UVA-442 Matrix Chain Multiplication

2016年04月28日 |

acm

| acm 栈 矩阵运算

题目：

Matrix Chain Multiplication

Suppose you have to evaluate an expression like A*B*C*D*E where A,B,C,D and E are matrices. Since matrix multiplication is associative, the order in which multiplications are performed is arbitrary. However, the number of elementary multiplications needed strongly depends on the evaluation order you choose.

For example, let A be a 50*10 matrix, B a 10*20 matrix and C a 20*5 matrix. There are two different strategies to compute A*B*C, namely (A*B)*C and A*(B*C).

The first one takes 15000 elementary multiplications, but the second one only 3500.

Your job is to write a program that determines the number of elementary multiplications needed for a given evaluation strategy.

Input Specification

Input consists of two parts: a list of matrices and a list of expressions.

The first line of the input file contains one integer n ( tex2html_wrap_inline28 ), representing the number of matrices in the first part. The next n lines each contain one capital letter, specifying the name of the matrix, and two integers, specifying the number of rows and columns of the matrix.
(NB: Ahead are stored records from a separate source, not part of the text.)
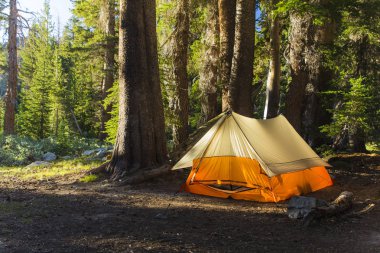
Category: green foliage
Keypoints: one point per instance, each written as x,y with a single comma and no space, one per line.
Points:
354,112
38,80
355,92
58,169
16,150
The second part of the input file strictly adheres to the following syntax (given in EBNF):

SecondPart = Line { Line } Line = Expression Expression = Matrix | “(“ Expression Expression “)” Matrix = “A” | “B” | “C” | … | “X” | “Y” | “Z”

Output Specification

For each expression found in the second part of the input file, print one line containing the word “error” if evaluation of the expression leads to an error due to non-matching matrices. Otherwise print one line containing the number of elementary multiplications needed to evaluate the expression in the way specified by the parentheses.

Sample Input

9 A 50 10 B 10 20 C 20 5 D 30 35 E 35 15 F 15 5 G 5 10 H 10 20 I 20 25 A B C (AA) (AB) (AC) (A(BC)) ((AB)C) (((((DE)F)G)H)I) (D(E(F(G(HI))))) ((D(EF))((GH)I))

Sample Output

0 0 0 error 10000 error 3500 15000 40500 47500 15125

代码：

// oj.cpp : 定义控制台应用程序的入口点。
//
#include <iostream>
#include <utility>
#include <stack>
#include <string>

using namespace std;

typedef pair<int, int> P;

int res(P &out, P a, P b)
{
    if (a.second != b.first)
        return -1;
    out.first = a.first;
    out.second = b.second;

    return a.first*a.second*b.second;
}

P L[30];

int main()
{
    ios::sync_with_stdio(false);
    cin.tie();
    int N;
    cin >> N;
    while (N--)
    {
        char name;
        cin >> name;
        name -= 'A';
        cin >> L[name].first >> L[name].second;
    }
    string expre;
    getline(cin, expre);
    while (getline(cin, expre))
    {
        int r = 0;
        stack<P> S;
        for (int i = 0;i < expre.size();++i)
        {
            if (expre[i] == '(')
                continue;
            if (expre[i] == ')')
            {
                P b = S.top();
                S.pop();
                P a = S.top();
                S.pop();
                P c;
                int z = res(c, a, b);
                if (z == -1)
                {
                    r = -1;
                    break;
                }
                r += z;
                S.push(c);
                continue;
            }
            S.push(L[expre[i] - 'A']);
        }
        if (r == -1)
            cout << "error" << endl;
        else
            cout << r << endl;
    }
}

解析&吐槽：

一般看起来题目很长的都是水题。注意到底下的算式中每两个需要相乘的矩阵都会放在一个括号中，不会出现(ABC)这样的算式。 因此，每遇到一个右括号就代表要将括号之前的两个矩阵进行矩阵乘法。我们可以使用一个栈来模拟这个过程：

• 当前的字符是右括号 : 抛弃当前字符
• 当前的字符是矩阵名称 : 将名称表示的矩阵压栈
• 当前字符是右括号 : 弹出栈中的前两个矩阵，进行乘法运算，将结果压栈

由此便可以模拟整个表达式的计算过程。我们可以用一个 pair 来表示矩阵的行数和列数，矩阵乘法的过程请参考《线性代数》。在前面的 res 函数中计算 结果，如果遇到了没法相乘的矩阵就输出 error。这个函数可以计算结果矩阵的行数和列数并返回相乘的总次数。我们只需要将结果加起来就可以得到结果了。 另外，如果表达式只有一个矩阵的话，表达式长度必为 1，直接输出结果 0。